Dog food can make excellent lamb food. Lambs can grow fat and fast on such stuff. However, when they choose to eat it directly out of a 120 pound guard dog’s food dish, they can also cease living altogether. The first day this little character stumbled onto this treasure, the dogs were elsewhere on the farm so there were no repercussions from his actions. The next day when I took him out to play and he made a bee line for the food dish, it was now ringed by 5 adult, aggressive, territorial dogs. As he crossed the invisible line of ownership surrounding the dish, 5 canines tightened up like wire ropes. When he dove joyously into the kibble, kissing it delightedly like meeting an old friend, 5 massive Komondors started pulling growls up from their bowels. These dogs growl while inhaling as well as exhaling so this ominous sound never ceases when they’ve been aroused. And the rules of the farm were nobody, I mean nobody, messed with their food. But since those were the rules for this world, naturally Little Daft Lamb paid them no heed. He gave no indication that he heard anything and kept nibbling rapturously like a chef at a banquet.
Not getting an acceptable response from this lamb, the two male Koms rose fully from their half crouched position and stood menacingly over top Little Daft Lamb. Frothy saliva dripped off their vibrating lips and teeth clicked as their jaws opened and snapped shut around his body. They knew they weren’t permitted to bite him so they did everything else but. It looked like the little urchin was in a forest of furry legs as he easily fit beneath them. But every now and then his fist sized head would poke out between those legs and snaffle another kibble, munching contentedly. Eventually he got full and wandered off. The dogs took it as a win, but there was an unsettled attitude about them as if they didn’t quite believe it themselves. I stayed out of it. It wasn’t my battle. I did, however, remind the dogs that it would become my battle if they dared to lay a tooth on that lamb. Outside of that rule, they were going to have to figure out daftness for themselves.

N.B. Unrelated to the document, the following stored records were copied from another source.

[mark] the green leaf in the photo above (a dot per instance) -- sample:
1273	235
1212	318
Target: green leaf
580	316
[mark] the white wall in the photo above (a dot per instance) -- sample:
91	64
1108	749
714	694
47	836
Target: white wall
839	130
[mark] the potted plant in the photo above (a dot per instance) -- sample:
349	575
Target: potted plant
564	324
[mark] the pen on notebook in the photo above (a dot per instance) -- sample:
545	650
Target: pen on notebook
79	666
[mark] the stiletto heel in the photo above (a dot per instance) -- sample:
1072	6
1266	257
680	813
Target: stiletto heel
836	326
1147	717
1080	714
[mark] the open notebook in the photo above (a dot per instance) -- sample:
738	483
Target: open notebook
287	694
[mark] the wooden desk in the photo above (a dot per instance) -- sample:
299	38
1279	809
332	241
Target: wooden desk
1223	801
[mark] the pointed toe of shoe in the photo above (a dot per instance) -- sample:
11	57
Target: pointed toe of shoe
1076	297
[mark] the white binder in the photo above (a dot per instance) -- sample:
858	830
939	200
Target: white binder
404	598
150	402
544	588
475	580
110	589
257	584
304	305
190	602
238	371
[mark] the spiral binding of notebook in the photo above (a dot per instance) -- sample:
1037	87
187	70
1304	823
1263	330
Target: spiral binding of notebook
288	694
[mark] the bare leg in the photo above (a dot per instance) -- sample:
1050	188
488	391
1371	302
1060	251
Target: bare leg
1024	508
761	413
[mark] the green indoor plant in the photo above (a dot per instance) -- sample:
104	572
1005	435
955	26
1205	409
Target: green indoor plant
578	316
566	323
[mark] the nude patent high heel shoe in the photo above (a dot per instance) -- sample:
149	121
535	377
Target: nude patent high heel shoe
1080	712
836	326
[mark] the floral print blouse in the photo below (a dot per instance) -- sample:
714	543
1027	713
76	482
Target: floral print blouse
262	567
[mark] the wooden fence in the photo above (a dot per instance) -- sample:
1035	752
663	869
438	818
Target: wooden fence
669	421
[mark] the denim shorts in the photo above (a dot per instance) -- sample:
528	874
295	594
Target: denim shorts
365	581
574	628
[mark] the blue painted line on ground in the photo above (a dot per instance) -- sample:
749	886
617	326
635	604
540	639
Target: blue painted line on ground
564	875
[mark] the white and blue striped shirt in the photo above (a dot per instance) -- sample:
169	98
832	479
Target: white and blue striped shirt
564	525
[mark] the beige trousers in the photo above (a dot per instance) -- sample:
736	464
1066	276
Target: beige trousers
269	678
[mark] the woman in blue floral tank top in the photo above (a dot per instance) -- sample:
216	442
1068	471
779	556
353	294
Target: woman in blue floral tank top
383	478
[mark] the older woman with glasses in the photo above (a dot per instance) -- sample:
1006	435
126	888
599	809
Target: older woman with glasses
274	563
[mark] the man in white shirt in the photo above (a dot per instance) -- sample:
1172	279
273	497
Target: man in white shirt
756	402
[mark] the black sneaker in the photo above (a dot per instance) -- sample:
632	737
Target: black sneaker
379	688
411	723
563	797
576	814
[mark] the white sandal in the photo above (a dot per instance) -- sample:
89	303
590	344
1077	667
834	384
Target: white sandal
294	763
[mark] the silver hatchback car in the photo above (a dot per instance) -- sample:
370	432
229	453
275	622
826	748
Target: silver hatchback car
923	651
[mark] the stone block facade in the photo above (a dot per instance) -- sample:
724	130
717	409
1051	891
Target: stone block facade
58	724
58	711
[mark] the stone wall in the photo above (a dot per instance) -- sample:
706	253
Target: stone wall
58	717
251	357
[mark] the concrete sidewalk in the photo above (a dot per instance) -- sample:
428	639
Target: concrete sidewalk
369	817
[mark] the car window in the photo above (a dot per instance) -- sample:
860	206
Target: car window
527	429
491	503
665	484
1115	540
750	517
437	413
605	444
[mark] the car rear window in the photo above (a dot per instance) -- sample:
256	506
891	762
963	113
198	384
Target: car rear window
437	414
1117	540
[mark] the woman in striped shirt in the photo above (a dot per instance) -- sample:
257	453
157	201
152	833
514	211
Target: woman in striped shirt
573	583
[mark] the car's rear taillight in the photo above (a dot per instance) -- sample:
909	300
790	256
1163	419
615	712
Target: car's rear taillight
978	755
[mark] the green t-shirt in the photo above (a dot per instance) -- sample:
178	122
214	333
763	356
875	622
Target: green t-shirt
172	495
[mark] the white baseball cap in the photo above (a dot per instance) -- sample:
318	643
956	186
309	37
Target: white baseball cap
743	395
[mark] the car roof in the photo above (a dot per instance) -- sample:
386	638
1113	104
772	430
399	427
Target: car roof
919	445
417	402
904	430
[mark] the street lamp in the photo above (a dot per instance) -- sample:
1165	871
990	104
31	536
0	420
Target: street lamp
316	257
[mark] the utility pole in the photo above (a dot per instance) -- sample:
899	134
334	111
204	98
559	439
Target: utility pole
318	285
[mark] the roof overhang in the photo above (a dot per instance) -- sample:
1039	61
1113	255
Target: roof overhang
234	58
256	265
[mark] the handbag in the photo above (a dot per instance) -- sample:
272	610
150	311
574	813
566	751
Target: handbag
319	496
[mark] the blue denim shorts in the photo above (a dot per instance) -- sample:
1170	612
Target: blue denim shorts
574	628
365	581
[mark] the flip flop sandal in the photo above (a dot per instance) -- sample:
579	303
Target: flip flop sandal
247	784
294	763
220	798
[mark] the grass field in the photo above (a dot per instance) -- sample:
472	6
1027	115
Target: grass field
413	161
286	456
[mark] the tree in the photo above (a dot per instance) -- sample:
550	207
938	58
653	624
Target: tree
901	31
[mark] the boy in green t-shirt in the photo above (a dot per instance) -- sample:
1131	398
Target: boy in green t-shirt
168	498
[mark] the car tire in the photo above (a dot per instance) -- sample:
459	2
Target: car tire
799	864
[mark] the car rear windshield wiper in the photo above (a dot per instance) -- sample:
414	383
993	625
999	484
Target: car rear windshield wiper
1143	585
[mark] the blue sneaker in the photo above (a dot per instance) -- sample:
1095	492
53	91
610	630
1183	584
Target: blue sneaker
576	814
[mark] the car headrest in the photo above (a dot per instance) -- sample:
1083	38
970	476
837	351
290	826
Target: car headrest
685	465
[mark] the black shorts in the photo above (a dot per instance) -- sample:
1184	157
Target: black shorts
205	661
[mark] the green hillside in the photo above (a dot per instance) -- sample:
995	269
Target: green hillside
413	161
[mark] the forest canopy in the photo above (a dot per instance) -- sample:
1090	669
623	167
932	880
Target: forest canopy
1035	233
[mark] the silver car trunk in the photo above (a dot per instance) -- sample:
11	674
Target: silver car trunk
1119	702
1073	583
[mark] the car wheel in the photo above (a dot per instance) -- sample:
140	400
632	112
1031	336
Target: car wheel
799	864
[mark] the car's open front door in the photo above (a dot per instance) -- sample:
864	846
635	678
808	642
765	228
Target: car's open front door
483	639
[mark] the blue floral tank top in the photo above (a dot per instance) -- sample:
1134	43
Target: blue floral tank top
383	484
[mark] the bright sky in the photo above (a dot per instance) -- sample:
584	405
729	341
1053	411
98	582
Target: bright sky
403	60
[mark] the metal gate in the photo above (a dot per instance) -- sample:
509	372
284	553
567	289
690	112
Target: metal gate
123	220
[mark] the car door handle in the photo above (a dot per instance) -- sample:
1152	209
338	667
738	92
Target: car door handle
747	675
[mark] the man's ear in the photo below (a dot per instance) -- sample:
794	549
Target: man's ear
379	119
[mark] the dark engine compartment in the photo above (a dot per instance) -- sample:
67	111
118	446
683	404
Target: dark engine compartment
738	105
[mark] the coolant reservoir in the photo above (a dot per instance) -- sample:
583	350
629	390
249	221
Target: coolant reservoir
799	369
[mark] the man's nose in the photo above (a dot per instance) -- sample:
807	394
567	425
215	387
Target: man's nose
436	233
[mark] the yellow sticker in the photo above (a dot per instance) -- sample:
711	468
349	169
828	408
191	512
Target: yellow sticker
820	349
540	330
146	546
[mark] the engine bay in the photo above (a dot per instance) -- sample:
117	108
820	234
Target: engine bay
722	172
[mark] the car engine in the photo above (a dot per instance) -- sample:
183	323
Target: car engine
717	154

The next day the dogs were waiting for him. They’d obviously decided not to let the situation get too far out of hand, but they’d severely underestimated the challenge. As they rose and circled the bowl menacingly, Little Daft Lamb just tucked his chin, hunched his shoulders and like a tiny David starting walking into those goliaths. You remember about the walking, right? When he ran into the first dog’s legs, it stopped his forward motion but not his leg motion. As soon as the dog moved a bit, Little Daft Lamb charged forward again. The pitch of the growls made me nervous, but Little Daft Lamb shouldered on, ricocheting from one set of legs to another. Finally he hit the side of the bowl and settled in for lunch. The dogs were incredulous. They had faced down coyotes, bears and timber wolves, but little daft lamb couldn’t feel their force.
At this point, the younger dogs sounded like whining teenagers. They looked at me with an adolescent outrage that expressed their sense of terrible injustice. Old Dali, their mum, was savvy enough to know that this battle was forever lost. Her ego didn’t require coddling, but her sons were not so easily salved. They tried to draw me into it by placing a large, taloned paw on the lamb, pushing him to the ground. That didn’t frighten him in the slightest as he was an expert at going with the flow. He now simply chewed his dog kibble from the supine position. Without looking in their direction, I suggested that if they continued that route they were liable to become bear bait. They backed off resentfully and I ignored their pouting.
It took several more days of this single lamb onslaught before the dogs finally reconciled to the reality. It was as if they ultimately shrugged their shoulders, swallowed their frustration, and lay off to the side in resignation. Power is only an intellectual concept if others don’t concede to it, and in the face of howling fury and the valley of the shadow of death, Little Daft Lamb feared no evil and just tucked his head and kept on walking.